Mice (Hsd:ICR (CD-1); Envigo) were hydrodynamically injected into the tail vein with a volume of saline solution equivalent to 10% of body weight in 4–7 s, containing 60 μg of plasmid DNA using a 3-ml latex free syringe with 27 G needle (Beckton Dickinson) to test in vivo the applicability of modified CRISPR system. After one week, mice were sacrificed and liver samples were collected for further analysis (T7E1 assay). To determine Cas9 protein expression in hydrodynamically injected animals, additional injected animals were sacrificed three days later and liver was collected. Liver single cell suspension was prepared using gentleMACSTM Dissociator (Miltenyi) and afterwards cells were stained with anti-Cas9 antibodies (ab191468, Abcam) and subjected to flow cytometry. For positive control B6(C)-Gt(ROSA)26Sorem1.1(CAG-cas9*,-EGFP)Rsky/J mice were used, with stabile expression of Cas9 protein. For Cas9 expression detection, mouse anti-CRISPR-Cas9 antibody (ab191468) from Abcam and Alexa Fluor® 488 goat anti-mouse IgG from Invitrogen (A11001) as a secondary antibody.were used.
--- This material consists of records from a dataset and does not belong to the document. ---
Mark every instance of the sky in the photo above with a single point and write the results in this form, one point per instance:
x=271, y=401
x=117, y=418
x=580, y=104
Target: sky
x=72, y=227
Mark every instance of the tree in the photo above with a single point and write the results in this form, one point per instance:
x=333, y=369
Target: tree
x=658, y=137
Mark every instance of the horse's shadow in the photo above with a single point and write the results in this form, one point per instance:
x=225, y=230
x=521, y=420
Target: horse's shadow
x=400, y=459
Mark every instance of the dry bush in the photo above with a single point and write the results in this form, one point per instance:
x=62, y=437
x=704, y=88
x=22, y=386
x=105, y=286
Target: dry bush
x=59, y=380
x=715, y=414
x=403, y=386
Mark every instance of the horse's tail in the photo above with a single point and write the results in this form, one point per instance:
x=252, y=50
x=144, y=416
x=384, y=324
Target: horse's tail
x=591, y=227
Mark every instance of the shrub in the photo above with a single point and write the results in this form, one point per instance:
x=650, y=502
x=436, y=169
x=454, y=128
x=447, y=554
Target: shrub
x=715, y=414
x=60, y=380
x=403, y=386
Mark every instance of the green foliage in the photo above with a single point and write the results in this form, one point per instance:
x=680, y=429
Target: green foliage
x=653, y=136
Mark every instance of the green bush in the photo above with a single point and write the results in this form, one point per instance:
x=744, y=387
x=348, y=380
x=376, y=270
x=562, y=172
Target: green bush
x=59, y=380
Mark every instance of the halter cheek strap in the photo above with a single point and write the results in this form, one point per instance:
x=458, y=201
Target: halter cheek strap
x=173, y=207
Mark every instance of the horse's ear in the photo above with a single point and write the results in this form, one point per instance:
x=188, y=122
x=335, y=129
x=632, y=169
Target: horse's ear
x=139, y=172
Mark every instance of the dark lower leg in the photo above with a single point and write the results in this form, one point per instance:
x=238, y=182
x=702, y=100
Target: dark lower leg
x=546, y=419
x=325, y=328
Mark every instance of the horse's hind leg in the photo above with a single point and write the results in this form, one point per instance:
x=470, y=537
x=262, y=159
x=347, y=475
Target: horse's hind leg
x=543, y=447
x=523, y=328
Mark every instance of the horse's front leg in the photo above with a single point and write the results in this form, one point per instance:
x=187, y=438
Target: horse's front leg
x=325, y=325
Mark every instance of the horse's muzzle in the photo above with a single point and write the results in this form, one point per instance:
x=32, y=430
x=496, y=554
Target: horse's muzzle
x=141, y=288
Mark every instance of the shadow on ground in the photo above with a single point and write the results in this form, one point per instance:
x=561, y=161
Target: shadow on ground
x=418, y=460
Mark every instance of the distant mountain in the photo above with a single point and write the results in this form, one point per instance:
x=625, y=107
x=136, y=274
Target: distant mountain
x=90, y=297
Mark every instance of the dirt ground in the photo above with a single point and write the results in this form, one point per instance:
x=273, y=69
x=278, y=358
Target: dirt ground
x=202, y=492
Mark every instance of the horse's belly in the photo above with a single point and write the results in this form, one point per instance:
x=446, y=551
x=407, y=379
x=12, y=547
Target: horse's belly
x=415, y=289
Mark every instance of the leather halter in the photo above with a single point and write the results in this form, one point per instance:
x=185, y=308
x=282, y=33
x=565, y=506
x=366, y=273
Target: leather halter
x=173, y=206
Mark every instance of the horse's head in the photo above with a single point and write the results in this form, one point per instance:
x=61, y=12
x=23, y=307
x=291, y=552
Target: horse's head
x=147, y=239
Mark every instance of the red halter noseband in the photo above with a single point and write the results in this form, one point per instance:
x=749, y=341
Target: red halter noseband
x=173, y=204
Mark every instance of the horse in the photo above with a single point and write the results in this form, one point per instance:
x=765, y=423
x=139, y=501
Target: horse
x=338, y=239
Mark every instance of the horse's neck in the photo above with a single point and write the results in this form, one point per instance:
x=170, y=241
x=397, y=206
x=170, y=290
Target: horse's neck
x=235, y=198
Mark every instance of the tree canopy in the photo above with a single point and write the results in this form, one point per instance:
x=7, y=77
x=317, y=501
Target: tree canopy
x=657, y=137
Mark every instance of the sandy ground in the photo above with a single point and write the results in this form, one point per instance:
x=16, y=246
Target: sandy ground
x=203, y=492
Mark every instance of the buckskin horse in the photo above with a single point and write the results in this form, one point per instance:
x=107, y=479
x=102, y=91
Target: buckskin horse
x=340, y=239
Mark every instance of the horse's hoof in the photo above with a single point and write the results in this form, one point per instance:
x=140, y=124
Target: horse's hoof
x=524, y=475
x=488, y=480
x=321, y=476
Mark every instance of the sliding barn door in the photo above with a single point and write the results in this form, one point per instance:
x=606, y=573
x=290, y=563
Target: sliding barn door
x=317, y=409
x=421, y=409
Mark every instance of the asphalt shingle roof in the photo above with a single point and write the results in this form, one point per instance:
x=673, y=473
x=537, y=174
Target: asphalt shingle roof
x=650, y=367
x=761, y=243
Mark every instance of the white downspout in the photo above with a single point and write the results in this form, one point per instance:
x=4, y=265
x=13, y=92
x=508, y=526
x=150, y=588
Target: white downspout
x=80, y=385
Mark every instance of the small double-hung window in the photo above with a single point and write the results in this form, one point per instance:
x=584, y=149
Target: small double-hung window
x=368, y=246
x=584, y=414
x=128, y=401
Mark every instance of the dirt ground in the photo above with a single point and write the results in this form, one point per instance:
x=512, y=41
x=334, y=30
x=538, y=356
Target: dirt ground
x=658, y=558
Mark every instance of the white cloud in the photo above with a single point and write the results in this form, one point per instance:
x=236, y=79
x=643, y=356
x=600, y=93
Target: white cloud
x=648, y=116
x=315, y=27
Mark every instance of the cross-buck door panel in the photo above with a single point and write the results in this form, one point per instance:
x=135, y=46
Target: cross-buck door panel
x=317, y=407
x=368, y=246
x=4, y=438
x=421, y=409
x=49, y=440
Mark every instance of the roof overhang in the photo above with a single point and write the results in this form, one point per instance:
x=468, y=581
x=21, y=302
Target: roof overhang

To study CCExo protein toxicity, Balb/c mice were intravenously injected with 100 μg of Cas9 or Cas9-N5 protein with 100 μg of ExoIII or N6-ExoIII recombinant protein. One and eight weeks later blood was drawn and sera was used to determine IL6 (eBioscience, IL1β and TNFα cytokines. Ready-Set-Go ELISAs (eBioscienceTM) were performed according to manufacturer’s instructions. Complete biochemical profile was determined using VetScan Mammalian Liver Profile reagent and Comprehensive Metabolic Panel rotor and analyzed on the biochemistry analyzer VetScan VS2 (Abaxis).

Confocal imaging analysis

Images were acquired using a Leica TCS SP5 inverted laser-scanning microscope on a Leica DMI 6000 CS module (Leica Microsystems) equipped with a HCX Plane-Apochromat lambda blue 63× oil-immersion objective with NA 1.4. For excitation of eGFP and BrdU-Red, we have used a 50-mW, 488-nm diode laser; emission was detected between 490–550 nm for eGFP detection and between 570–600 nm for BrdU-Red detection. Images were analyzed with LAS AF Lite 1.0.

Flow cytometry analysis

Flow cytometry analysis was performed with flow cytometer CyFlow (Partec) or the spectral flow cytometer Aurora with the blue, violet and red lasers (Cytek). Cells were washed with FACS buffer (PBS, 2% FBS) and resuspended in a 0.1 ml FACS buffer. For CD47 detection we used human CD47-FITC antibodies from Miltenyi Biotec (130-101-344). A 488 or 633 nm diode laser was used. Data were analyzed with FlowJo v10 software (Tree Star) and SpectroFlo (Cytek) software.

Statistical analyses

Data are presented as means ± SEM. Exact P values are provided in the Source Data File. Some figures were created with Biorender.com (individual subscription) or Inkscape. Graphs were prepared using GraphPad Prism8.

Reporting summary

Further information on research design is available in the Nature Research Reporting Summary linked to this article.